En la fachada principal, la planta baja carece de soportal y está cerrada con sillería en puerta y ventana. Sobre esta se abre la solana original a dos tramos, protegida por grandes cortavientos que sobresalen y fondo encalado. La segunda solana, correspondiente a la elevación añadida, mantiene la misma tipología, aunque sin cortavientos de piedra. En el flanco izquierdo se adosa una construcción de una planta con puerta adintelada y rebajada, que probablemente correspondía a la antigua cuadra.

Casa con entramado de madera

En el Barrio La Reguera, justo frente a la casa de las dos solanas, se encuentra esta vivienda, representativa de finales del siglo XVIII. De planta rectangular, dos alturas y tejado a dos aguas, presenta un soportal parcialmente cerrado por el lateral izquierdo en mampostería. En su interior se conservan puertas adinteladas, una de ellas rebajada, probablemente correspondiente a la antigua cuadra, que da acceso a las dependencias de la casa.

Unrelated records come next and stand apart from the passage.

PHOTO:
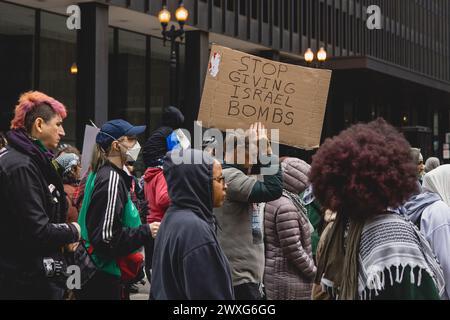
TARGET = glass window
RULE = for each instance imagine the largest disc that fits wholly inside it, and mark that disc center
(160, 68)
(129, 89)
(16, 57)
(57, 56)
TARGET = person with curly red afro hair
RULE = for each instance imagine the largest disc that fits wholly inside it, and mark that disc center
(360, 174)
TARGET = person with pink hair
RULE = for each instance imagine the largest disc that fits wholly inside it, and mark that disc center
(34, 235)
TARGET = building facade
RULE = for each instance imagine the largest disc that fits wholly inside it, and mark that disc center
(400, 72)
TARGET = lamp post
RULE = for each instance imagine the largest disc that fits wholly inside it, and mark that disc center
(181, 15)
(321, 57)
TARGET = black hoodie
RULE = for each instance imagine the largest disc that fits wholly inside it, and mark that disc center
(188, 263)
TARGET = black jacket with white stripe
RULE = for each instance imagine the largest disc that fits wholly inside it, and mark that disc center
(106, 232)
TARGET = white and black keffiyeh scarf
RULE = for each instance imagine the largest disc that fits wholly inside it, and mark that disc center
(391, 241)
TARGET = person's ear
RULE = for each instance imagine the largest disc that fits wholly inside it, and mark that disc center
(38, 123)
(115, 146)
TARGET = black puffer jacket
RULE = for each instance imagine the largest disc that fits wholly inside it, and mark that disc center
(33, 210)
(188, 263)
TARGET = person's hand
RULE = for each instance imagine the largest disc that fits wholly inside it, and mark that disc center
(71, 247)
(154, 227)
(77, 226)
(263, 139)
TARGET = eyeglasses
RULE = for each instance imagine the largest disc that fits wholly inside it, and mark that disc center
(220, 179)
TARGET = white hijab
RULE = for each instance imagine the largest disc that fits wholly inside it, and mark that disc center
(438, 181)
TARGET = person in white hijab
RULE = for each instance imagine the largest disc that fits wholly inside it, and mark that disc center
(435, 220)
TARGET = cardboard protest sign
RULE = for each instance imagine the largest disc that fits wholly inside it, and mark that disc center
(241, 89)
(90, 133)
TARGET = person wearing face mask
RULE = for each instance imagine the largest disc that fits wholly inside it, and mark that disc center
(110, 223)
(69, 167)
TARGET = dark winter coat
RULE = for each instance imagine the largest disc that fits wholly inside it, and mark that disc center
(188, 263)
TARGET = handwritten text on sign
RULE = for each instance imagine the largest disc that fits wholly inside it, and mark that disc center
(241, 88)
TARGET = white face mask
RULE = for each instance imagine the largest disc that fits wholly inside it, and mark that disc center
(133, 153)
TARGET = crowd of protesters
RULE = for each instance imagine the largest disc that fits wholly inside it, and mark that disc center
(366, 219)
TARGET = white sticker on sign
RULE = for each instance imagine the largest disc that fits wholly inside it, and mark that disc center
(213, 67)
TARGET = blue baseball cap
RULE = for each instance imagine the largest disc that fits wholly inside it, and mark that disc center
(114, 129)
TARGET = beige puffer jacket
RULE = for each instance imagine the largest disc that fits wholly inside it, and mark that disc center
(289, 265)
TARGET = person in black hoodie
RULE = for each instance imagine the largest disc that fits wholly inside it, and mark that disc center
(188, 263)
(153, 153)
(33, 232)
(156, 146)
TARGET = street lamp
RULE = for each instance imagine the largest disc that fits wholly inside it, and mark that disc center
(309, 55)
(181, 14)
(74, 68)
(321, 56)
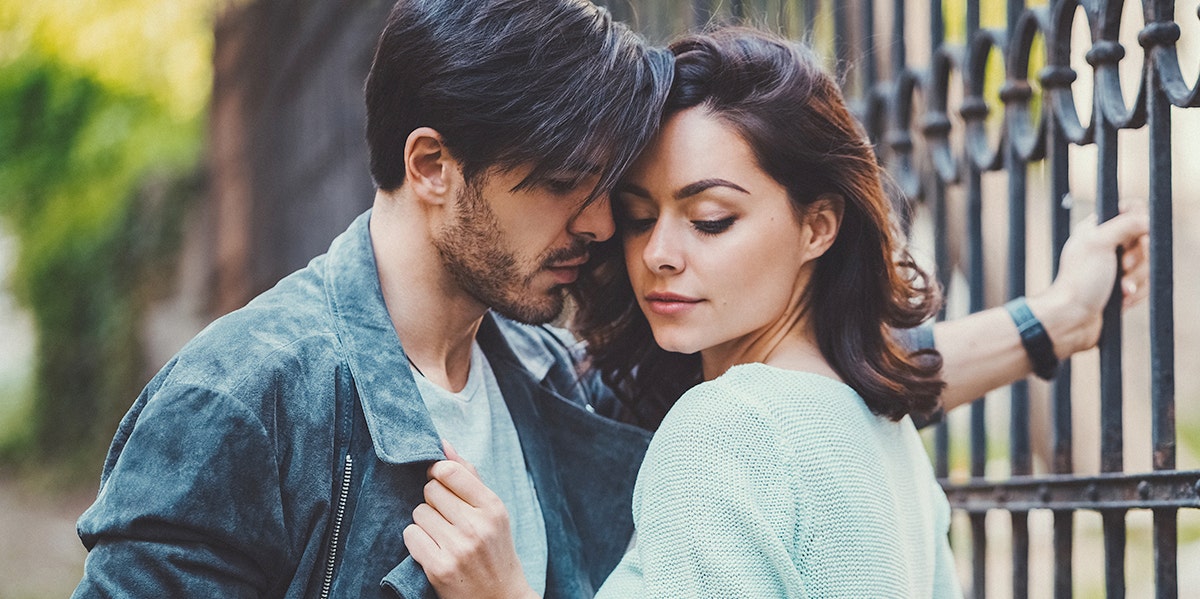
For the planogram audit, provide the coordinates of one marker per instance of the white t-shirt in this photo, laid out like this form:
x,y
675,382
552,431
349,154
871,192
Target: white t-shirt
x,y
477,421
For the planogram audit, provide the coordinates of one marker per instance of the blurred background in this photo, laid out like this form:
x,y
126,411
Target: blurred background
x,y
163,162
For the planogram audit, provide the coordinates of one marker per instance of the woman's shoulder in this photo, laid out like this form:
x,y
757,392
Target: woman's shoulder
x,y
779,391
796,405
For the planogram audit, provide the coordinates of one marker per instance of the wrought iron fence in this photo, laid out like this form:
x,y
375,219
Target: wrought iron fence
x,y
941,126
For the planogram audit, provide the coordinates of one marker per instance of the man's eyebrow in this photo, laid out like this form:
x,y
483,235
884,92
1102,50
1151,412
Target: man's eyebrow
x,y
705,184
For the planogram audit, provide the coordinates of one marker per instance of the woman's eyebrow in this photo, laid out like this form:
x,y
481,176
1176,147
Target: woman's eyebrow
x,y
705,184
628,187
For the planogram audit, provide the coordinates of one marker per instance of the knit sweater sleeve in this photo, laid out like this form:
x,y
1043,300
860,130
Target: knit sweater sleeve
x,y
714,505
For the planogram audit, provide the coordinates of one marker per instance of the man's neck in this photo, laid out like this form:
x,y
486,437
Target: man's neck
x,y
435,319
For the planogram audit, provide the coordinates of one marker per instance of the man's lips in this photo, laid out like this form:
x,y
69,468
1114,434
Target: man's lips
x,y
565,273
667,304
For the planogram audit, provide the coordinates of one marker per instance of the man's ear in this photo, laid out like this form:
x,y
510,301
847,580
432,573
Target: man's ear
x,y
430,171
823,220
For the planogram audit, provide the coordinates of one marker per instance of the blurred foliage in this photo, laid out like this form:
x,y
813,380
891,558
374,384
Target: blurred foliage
x,y
102,109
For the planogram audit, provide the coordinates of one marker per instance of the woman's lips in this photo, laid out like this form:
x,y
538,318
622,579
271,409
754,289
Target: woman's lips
x,y
669,304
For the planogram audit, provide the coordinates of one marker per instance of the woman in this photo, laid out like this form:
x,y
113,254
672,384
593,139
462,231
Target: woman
x,y
756,274
759,247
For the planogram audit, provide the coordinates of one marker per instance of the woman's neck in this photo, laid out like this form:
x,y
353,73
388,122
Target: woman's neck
x,y
791,345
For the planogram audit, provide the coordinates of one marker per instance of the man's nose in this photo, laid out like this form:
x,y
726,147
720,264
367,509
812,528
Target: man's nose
x,y
593,221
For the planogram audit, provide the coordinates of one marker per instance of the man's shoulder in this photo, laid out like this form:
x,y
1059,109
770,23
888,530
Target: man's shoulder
x,y
282,333
540,347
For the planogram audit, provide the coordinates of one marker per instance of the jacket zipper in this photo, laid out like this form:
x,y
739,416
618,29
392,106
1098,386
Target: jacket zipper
x,y
339,515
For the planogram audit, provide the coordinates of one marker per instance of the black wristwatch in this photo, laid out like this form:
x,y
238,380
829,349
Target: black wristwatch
x,y
1035,339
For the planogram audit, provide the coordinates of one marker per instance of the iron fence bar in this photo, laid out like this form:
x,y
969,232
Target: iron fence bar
x,y
1162,307
841,40
1111,435
1019,400
1113,491
701,12
1059,159
978,424
936,201
870,75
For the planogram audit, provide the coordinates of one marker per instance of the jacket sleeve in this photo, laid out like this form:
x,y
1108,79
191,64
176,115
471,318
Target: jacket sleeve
x,y
189,505
713,508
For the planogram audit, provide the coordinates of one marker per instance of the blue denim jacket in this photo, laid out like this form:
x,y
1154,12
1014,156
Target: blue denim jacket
x,y
282,450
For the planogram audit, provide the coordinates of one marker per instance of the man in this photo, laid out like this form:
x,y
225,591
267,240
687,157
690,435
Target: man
x,y
283,450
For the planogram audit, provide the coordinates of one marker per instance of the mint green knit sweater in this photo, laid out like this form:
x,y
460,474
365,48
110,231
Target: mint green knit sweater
x,y
775,483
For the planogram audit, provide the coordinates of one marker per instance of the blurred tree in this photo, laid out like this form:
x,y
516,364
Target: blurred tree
x,y
101,130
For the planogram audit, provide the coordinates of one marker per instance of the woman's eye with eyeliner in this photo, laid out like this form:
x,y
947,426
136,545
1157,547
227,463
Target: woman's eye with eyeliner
x,y
634,226
713,227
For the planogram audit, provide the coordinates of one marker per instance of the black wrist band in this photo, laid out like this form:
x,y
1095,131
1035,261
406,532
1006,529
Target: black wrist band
x,y
1035,339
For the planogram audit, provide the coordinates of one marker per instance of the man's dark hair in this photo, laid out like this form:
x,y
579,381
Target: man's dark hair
x,y
865,286
555,84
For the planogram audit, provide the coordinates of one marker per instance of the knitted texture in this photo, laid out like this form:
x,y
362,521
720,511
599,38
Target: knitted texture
x,y
777,483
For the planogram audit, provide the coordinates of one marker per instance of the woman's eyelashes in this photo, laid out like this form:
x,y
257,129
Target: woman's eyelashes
x,y
635,226
714,227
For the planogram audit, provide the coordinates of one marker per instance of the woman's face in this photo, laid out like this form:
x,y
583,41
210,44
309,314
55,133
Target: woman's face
x,y
715,253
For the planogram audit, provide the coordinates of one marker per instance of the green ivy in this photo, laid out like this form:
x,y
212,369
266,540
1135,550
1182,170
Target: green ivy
x,y
93,184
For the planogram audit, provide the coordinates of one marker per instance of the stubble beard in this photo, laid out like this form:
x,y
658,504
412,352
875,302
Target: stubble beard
x,y
473,252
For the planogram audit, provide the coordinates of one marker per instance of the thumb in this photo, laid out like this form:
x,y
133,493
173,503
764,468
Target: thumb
x,y
1122,229
453,455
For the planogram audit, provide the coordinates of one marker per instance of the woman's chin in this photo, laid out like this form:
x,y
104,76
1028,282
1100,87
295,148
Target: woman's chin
x,y
676,345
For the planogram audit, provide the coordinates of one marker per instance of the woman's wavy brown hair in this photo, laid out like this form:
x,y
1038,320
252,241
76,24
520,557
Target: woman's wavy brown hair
x,y
867,286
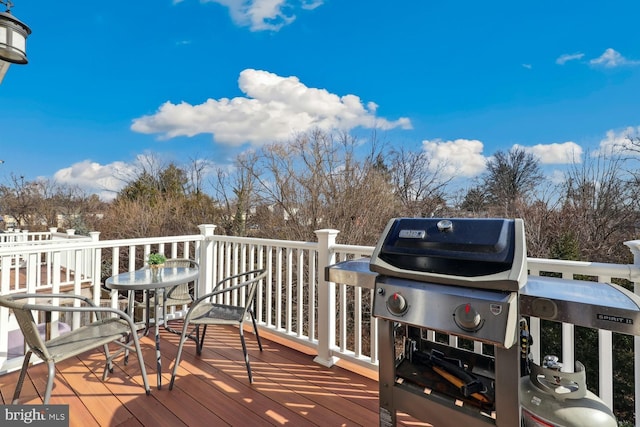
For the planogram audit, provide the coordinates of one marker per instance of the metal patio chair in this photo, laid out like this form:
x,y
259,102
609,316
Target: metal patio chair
x,y
206,311
107,326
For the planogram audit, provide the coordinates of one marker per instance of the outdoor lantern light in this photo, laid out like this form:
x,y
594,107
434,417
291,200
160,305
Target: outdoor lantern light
x,y
13,36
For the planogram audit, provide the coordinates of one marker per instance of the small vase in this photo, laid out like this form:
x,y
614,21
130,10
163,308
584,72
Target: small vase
x,y
156,269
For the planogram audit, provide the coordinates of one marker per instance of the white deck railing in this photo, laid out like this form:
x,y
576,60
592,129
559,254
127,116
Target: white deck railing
x,y
295,302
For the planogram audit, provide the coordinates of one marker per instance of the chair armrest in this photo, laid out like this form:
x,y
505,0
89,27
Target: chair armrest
x,y
259,275
89,308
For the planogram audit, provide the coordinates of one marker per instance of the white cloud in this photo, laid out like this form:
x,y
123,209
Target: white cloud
x,y
275,108
619,142
458,158
261,15
562,59
557,153
611,59
95,178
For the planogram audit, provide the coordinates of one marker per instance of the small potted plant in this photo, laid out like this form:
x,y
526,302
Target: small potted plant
x,y
156,260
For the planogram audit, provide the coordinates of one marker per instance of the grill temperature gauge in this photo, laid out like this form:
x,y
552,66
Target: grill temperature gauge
x,y
467,318
397,304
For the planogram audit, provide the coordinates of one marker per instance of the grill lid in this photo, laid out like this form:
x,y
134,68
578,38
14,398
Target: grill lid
x,y
476,252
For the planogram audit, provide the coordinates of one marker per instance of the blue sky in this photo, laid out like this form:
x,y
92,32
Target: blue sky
x,y
108,83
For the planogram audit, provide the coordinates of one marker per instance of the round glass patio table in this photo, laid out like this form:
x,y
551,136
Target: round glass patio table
x,y
149,280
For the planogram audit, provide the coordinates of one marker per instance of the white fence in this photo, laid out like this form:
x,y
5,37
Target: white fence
x,y
295,302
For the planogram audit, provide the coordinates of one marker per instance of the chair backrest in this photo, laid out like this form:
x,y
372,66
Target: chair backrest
x,y
180,262
249,280
22,311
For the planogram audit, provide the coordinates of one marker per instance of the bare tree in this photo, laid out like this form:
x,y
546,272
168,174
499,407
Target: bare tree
x,y
510,178
418,182
317,181
599,208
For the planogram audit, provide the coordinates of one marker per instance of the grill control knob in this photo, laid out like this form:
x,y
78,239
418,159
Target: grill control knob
x,y
467,318
397,304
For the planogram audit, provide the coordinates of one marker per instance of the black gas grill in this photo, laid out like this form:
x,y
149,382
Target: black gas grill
x,y
443,283
459,278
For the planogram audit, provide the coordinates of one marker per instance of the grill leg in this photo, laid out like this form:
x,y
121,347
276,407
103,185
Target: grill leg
x,y
387,373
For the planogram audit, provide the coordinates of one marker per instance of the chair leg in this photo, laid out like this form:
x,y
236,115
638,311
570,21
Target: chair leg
x,y
183,338
52,374
23,373
200,340
108,366
246,355
255,329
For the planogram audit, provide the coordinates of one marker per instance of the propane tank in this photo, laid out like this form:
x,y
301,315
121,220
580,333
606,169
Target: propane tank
x,y
552,398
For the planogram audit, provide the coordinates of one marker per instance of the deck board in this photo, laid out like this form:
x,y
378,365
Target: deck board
x,y
212,389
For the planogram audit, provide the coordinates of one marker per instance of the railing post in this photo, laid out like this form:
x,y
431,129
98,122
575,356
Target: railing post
x,y
326,299
94,266
205,261
634,247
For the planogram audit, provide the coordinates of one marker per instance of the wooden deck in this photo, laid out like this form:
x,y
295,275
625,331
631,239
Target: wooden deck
x,y
213,389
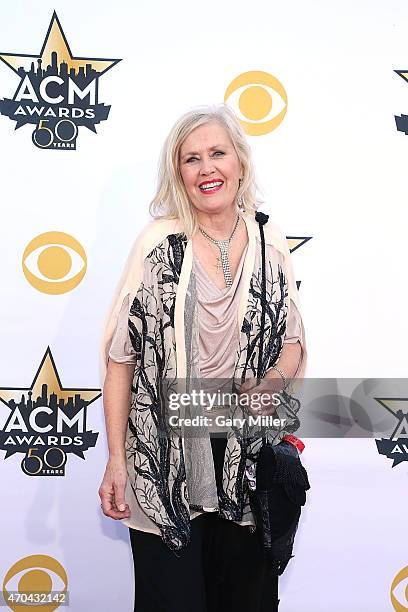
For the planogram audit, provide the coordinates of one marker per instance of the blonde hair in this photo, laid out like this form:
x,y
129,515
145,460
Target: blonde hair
x,y
171,200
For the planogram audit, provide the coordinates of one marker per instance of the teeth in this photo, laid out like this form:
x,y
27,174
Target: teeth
x,y
211,185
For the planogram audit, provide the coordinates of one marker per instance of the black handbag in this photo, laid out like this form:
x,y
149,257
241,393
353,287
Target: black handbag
x,y
277,481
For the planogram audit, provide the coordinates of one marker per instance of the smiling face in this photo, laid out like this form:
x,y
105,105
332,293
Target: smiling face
x,y
210,168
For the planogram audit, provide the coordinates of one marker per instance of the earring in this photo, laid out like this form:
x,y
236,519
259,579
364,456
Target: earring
x,y
240,199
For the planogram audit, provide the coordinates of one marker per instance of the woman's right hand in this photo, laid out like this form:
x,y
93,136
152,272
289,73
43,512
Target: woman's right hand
x,y
112,489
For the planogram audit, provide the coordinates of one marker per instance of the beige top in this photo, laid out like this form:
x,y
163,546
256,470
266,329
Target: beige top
x,y
218,345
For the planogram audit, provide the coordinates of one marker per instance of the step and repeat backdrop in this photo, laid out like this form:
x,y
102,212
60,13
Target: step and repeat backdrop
x,y
88,92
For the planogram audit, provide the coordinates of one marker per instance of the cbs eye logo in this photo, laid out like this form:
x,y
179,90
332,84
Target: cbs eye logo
x,y
37,581
399,591
255,101
54,263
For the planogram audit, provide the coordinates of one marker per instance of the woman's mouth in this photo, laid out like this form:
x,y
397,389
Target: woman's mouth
x,y
209,187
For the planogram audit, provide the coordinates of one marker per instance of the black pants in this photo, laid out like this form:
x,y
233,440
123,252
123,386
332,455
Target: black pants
x,y
221,570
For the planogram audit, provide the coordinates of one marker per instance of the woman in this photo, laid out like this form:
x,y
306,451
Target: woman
x,y
190,308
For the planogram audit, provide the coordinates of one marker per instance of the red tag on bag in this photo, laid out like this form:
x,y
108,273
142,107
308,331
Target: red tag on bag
x,y
295,441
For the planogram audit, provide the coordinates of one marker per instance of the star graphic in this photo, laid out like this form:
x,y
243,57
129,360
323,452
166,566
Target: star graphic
x,y
55,42
47,375
396,405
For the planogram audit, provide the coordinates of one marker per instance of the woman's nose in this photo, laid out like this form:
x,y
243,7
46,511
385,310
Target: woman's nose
x,y
207,165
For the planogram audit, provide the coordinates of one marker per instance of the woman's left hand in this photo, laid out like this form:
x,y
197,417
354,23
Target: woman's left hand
x,y
263,398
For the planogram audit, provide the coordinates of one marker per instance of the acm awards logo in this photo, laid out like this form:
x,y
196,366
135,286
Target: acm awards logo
x,y
57,92
47,422
396,447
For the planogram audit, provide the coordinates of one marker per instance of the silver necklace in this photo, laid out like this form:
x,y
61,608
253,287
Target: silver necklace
x,y
223,246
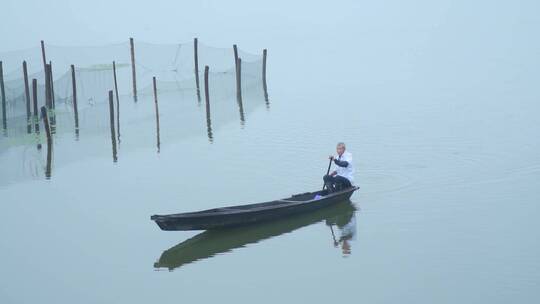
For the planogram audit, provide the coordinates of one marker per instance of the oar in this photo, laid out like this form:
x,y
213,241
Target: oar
x,y
327,171
333,236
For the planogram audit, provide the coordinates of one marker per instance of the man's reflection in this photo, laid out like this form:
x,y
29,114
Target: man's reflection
x,y
346,225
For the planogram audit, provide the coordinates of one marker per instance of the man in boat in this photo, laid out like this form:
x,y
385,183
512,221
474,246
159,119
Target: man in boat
x,y
342,176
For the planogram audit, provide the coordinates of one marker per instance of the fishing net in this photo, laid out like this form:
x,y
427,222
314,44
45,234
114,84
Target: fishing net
x,y
171,64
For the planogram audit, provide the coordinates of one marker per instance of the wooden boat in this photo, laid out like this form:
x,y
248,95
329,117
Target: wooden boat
x,y
248,214
210,243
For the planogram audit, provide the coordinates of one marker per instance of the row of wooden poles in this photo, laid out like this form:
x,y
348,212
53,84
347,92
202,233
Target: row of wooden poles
x,y
48,115
50,97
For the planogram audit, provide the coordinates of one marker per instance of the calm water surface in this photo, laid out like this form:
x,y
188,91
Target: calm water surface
x,y
441,115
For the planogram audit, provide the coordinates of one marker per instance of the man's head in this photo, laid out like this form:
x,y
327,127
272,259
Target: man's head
x,y
340,148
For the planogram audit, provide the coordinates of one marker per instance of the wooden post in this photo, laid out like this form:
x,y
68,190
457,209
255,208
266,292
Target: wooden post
x,y
51,81
239,90
48,100
52,119
113,133
196,58
117,102
239,79
3,93
46,123
235,49
207,99
264,77
27,97
43,54
157,112
75,108
133,72
34,95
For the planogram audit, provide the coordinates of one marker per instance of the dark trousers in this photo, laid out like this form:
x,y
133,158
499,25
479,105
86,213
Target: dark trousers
x,y
336,183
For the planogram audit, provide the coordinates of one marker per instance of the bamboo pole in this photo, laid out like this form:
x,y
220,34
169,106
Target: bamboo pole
x,y
27,97
235,49
207,99
3,93
52,119
133,71
75,108
239,90
239,79
117,102
34,95
264,77
51,81
48,99
196,58
157,112
47,125
43,54
113,133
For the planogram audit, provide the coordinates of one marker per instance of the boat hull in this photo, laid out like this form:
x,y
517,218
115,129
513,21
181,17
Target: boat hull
x,y
248,214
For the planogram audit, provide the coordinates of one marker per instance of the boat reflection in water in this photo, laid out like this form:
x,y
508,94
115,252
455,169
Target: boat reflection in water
x,y
212,242
346,224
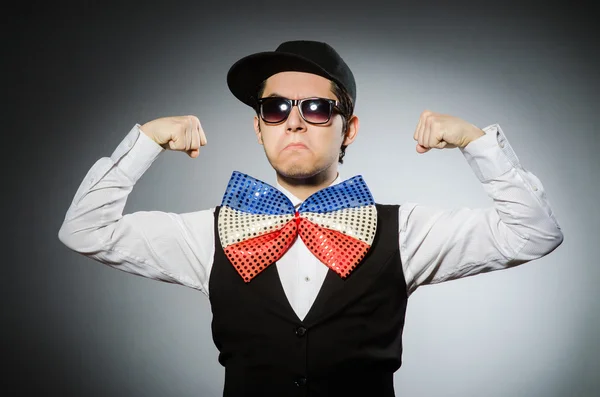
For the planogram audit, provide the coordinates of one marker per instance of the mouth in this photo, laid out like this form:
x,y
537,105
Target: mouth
x,y
295,145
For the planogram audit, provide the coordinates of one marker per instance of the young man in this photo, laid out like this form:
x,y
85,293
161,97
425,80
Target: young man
x,y
308,280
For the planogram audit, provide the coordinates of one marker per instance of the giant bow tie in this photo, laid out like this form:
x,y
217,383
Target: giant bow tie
x,y
257,224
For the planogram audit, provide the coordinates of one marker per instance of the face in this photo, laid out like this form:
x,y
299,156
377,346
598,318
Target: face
x,y
294,147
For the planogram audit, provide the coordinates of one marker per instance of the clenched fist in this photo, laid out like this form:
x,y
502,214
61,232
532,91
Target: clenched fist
x,y
440,131
180,133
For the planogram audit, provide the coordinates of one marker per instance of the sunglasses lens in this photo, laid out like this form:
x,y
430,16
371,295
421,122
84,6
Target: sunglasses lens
x,y
274,110
316,111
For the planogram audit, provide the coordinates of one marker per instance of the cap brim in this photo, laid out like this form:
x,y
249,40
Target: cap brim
x,y
245,76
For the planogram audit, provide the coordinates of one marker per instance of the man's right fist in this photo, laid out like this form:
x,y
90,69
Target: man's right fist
x,y
181,133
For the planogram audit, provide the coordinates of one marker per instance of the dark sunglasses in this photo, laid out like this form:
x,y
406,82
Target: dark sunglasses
x,y
313,110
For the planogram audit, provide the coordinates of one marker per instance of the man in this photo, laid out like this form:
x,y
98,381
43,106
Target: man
x,y
308,280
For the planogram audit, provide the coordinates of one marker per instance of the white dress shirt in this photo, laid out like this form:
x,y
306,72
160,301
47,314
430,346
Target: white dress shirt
x,y
436,244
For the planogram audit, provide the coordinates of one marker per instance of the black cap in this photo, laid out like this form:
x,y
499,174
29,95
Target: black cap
x,y
246,75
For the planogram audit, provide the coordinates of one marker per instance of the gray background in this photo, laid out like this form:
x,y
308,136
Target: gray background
x,y
80,77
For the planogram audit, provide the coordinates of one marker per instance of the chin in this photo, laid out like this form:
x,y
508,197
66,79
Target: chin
x,y
297,171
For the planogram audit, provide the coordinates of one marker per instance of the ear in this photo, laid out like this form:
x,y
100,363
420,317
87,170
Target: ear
x,y
257,130
352,130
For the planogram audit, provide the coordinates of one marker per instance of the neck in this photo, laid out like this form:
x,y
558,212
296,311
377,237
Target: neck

Tal vez, el elemento que lo destaque de los demás sea la técnica de entramado de madera con relleno de mampostería, que aunque tiene un origen medieval, alcanza con la aparición de la casa montañesa del XVII y XVII su pleno desarrollo. En este sistema, un robusto esqueleto de vigas (generalmente de roble) sostiene la carga del edificio, mientras que los huecos intermedios se completan con piedra local y mortero. Esta solución, que suele reservarse para las plantas superiores, no solo permitía aligerar el peso sobre los muros de carga inferiores, sino que también creaba esa estética rústica tan característica donde la madera queda expuesta, integrándose perfectamente con las icónicas solanas.

La solana aquí tiene tres tramos, sustentada por mensulones con canecillos, pies derechos de madera y balaustrada sencilla, sin decoración. Esta se enmarca entre los muros del hastial de sillarejo. En la pared lateral, otro aspecto muy recurrente en este pueblo, aparece un mirador acristalado de madera, protegido por un tejadillo, y también pequeños vanos rectangulares con cercos de sillería.

Casa con solana

Esta vivienda, con reminiscencias de finales del siglo XVIII, presenta planta rectangular, dos alturas y tejado a cuatro aguas. Conserva en un muro lateral vestigios de su configuración original, mientras que los vanos cercados con sillería destacan sobre el cuerpo principal de mampostería, prolongándose la sillería desde el cortavientos hasta una ventana con repisa moldurada.

En la fachada principal, accesible por una pequeña portalada, se abre una solana de dos tramos, flanqueada por cortavientos de sillería con cimacio en S y cornisa moldurada que sostiene el alero de madera. El resto del edificio está revocado y encalado, y las ventanas son de madera moderna. Se trataba de la casa de Antonio Pérez y Mercedes Calderón, actualmente de María del Campo Rubín de Celis.